意気消沈の面持ちで席まで戻ってくる拳悟。そんな彼をたった一人哀れむのは心優しいマドンナの由美であった。
「ケンゴさん、何だか、大変なことになってしまいましたね」
「まー、こうなっちまったら、とことんやるしかないやね。体育祭のMVPでも狙ってみようかな」
由美から親身になって慰められて、拳悟は空威張りで苦笑いするしかなかった。ちなみに、派茶目茶高校の体育祭にMVPなる称号はもちろん存在しない。
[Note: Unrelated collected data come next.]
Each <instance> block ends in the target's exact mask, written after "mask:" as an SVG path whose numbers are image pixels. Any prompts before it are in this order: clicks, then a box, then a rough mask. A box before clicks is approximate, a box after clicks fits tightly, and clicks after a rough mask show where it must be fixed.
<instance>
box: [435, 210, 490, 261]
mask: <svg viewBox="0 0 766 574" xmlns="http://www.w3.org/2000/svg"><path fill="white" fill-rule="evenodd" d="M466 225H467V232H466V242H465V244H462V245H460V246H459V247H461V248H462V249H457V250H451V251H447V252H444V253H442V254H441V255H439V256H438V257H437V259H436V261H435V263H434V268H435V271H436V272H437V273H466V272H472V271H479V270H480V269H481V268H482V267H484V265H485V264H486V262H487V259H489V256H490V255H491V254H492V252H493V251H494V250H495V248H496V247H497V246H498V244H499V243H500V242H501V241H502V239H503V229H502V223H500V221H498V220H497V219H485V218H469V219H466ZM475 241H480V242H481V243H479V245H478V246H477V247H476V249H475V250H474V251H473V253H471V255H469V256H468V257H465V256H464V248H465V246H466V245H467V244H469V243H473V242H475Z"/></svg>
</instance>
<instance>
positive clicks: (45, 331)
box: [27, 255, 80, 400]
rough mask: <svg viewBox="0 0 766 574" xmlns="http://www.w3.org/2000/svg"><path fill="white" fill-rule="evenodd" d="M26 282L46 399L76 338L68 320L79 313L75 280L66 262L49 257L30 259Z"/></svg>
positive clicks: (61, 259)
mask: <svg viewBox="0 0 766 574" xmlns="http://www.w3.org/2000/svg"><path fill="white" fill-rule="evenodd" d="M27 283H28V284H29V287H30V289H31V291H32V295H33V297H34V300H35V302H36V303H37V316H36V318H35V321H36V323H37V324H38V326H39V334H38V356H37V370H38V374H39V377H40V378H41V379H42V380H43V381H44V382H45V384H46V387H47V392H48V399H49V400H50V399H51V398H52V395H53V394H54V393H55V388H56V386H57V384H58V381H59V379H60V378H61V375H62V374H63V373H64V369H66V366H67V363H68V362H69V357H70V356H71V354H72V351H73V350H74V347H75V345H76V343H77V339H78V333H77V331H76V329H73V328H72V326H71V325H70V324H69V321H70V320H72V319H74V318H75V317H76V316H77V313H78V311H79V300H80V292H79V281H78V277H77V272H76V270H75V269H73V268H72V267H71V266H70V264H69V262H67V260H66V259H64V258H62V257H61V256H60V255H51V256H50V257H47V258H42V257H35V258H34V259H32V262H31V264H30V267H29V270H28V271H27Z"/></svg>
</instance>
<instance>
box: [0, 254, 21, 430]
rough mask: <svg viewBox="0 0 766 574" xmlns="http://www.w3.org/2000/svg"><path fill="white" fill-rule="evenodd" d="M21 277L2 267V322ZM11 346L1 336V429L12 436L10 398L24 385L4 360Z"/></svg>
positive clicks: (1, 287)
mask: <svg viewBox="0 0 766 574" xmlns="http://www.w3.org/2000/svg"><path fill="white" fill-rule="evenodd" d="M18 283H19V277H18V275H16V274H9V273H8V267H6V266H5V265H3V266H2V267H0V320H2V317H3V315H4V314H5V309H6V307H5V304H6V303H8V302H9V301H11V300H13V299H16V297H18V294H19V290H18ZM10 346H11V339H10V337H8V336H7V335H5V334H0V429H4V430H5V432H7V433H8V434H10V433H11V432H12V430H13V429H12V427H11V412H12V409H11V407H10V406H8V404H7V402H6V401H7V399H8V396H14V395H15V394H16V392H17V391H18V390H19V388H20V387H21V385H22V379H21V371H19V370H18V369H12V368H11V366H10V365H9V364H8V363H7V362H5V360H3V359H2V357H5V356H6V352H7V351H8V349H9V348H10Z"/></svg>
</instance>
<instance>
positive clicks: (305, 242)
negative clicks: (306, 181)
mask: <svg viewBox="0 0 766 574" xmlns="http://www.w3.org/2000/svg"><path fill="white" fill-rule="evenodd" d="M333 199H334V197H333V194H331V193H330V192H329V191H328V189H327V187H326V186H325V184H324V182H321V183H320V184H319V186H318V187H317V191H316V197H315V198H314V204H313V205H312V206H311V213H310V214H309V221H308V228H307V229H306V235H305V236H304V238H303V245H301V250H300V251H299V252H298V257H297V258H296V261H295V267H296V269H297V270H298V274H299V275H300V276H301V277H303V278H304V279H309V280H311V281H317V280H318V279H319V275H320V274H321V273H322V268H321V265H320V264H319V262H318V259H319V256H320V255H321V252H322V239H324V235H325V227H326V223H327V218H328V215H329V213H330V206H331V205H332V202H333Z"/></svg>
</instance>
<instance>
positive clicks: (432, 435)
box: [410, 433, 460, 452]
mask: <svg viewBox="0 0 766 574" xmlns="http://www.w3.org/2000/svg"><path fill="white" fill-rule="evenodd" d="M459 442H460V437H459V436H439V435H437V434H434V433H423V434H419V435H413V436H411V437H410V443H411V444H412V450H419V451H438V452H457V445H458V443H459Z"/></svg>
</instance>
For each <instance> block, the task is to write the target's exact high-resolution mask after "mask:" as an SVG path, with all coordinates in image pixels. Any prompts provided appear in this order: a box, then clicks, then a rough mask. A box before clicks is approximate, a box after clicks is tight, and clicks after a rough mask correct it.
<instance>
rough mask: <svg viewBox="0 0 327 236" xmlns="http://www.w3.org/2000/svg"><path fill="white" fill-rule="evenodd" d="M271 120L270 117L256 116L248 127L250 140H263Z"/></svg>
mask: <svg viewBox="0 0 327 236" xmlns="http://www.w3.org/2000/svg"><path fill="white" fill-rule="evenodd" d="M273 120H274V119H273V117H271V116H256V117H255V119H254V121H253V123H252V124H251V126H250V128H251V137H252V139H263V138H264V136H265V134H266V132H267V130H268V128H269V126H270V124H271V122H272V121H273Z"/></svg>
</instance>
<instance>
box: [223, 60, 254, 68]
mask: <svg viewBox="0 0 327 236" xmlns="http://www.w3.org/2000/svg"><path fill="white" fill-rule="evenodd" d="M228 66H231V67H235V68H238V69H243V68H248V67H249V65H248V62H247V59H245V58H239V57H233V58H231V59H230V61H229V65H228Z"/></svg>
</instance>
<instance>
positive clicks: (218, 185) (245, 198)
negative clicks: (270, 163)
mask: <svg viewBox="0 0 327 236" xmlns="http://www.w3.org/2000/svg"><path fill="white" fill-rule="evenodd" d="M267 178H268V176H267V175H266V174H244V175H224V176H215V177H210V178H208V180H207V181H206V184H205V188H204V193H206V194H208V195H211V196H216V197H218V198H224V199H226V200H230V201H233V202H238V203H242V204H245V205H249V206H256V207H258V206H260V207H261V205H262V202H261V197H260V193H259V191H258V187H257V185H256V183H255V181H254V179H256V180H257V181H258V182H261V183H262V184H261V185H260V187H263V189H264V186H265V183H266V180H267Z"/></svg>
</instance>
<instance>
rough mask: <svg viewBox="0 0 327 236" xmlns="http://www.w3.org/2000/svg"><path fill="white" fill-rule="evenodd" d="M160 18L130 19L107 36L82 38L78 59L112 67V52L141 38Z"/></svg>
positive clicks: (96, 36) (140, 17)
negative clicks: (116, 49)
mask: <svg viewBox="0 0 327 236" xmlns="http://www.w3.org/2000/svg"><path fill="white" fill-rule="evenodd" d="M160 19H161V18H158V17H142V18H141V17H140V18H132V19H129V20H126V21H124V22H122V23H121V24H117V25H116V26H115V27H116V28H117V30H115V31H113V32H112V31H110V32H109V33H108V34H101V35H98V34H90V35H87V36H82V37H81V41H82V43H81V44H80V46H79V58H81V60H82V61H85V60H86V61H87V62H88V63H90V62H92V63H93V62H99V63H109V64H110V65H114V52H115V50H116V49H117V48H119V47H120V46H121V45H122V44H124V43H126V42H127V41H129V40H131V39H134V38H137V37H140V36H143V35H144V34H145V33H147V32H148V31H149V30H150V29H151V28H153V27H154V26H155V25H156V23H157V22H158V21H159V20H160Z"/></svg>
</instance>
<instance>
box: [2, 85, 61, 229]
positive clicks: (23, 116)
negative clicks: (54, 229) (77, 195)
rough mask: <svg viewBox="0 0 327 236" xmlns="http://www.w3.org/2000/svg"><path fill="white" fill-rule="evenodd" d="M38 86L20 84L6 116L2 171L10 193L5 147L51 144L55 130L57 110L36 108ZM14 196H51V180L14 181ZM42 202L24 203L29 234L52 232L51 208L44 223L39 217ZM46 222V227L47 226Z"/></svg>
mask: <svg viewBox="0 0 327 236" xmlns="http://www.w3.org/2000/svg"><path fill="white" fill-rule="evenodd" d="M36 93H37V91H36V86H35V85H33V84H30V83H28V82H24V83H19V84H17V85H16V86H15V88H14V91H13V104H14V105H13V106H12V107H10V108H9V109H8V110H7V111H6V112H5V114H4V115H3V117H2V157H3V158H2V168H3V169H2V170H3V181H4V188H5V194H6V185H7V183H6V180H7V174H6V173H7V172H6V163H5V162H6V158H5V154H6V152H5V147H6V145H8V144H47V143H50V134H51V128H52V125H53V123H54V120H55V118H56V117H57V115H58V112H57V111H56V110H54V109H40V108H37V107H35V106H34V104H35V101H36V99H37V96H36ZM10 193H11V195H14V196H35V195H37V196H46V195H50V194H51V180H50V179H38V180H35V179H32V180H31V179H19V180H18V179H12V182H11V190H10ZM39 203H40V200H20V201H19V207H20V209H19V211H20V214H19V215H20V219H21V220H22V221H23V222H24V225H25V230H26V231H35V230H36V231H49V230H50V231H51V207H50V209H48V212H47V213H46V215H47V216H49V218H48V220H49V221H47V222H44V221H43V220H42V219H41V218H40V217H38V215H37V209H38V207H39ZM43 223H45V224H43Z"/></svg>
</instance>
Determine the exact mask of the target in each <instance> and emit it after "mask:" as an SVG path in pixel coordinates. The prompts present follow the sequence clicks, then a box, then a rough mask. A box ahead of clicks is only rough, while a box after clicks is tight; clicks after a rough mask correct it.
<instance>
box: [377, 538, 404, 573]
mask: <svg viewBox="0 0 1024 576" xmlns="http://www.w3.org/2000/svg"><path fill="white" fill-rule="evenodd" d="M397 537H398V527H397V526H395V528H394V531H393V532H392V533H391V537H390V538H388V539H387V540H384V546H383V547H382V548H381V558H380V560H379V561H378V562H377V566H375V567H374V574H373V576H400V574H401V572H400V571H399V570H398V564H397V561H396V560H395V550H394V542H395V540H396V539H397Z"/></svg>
それでも出場する個人種目八種目の中の一つ、彼女とペアを組む二人三脚だけは奮起を誓う彼はさわやかに笑って白い歯を見せる。
「他の種目はほっといて、二人三脚だけはお互いにがんばろう!」
「は、はい。精一杯がんばってみます」
ほんのり頬を赤らめて、照れくさそうに笑顔を返した由美。いい思い出作りができたらいいなと、彼女も体育祭を直前にして気持ちが高揚していた。
そんな二人のやり取りを勝は恨めしそうな顔で遠巻きに眺めていた。ちくしょう、二人で青春しやがって!とぼやき、彼はジャンケン勝負の敗北感をまだ引きずっていたようだ。
クラス委員二人のお役目も終わり、それと同じくして体育祭についてのミーティングという名のロングホームルームの時間も終わりを告げた。
出場種目に熱く燃える者、その反対に煩わしく思う者もいれば、体育祭そのものを楽しもうとする者、その反対に面倒くさいと思う者もいる。
さまざまな人間模様が交錯する中、派茶目茶高校の体育祭はもう間もなく開催される。果たして、この体育祭はどんなストーリーを展開し、どんな青春ドラマを見せてくれるのだろうか?
ただ一つだけ言えることは、そこいらの普通の学校とは違い、それはもうハチャメチャな体育祭になるのは間違いないだろう。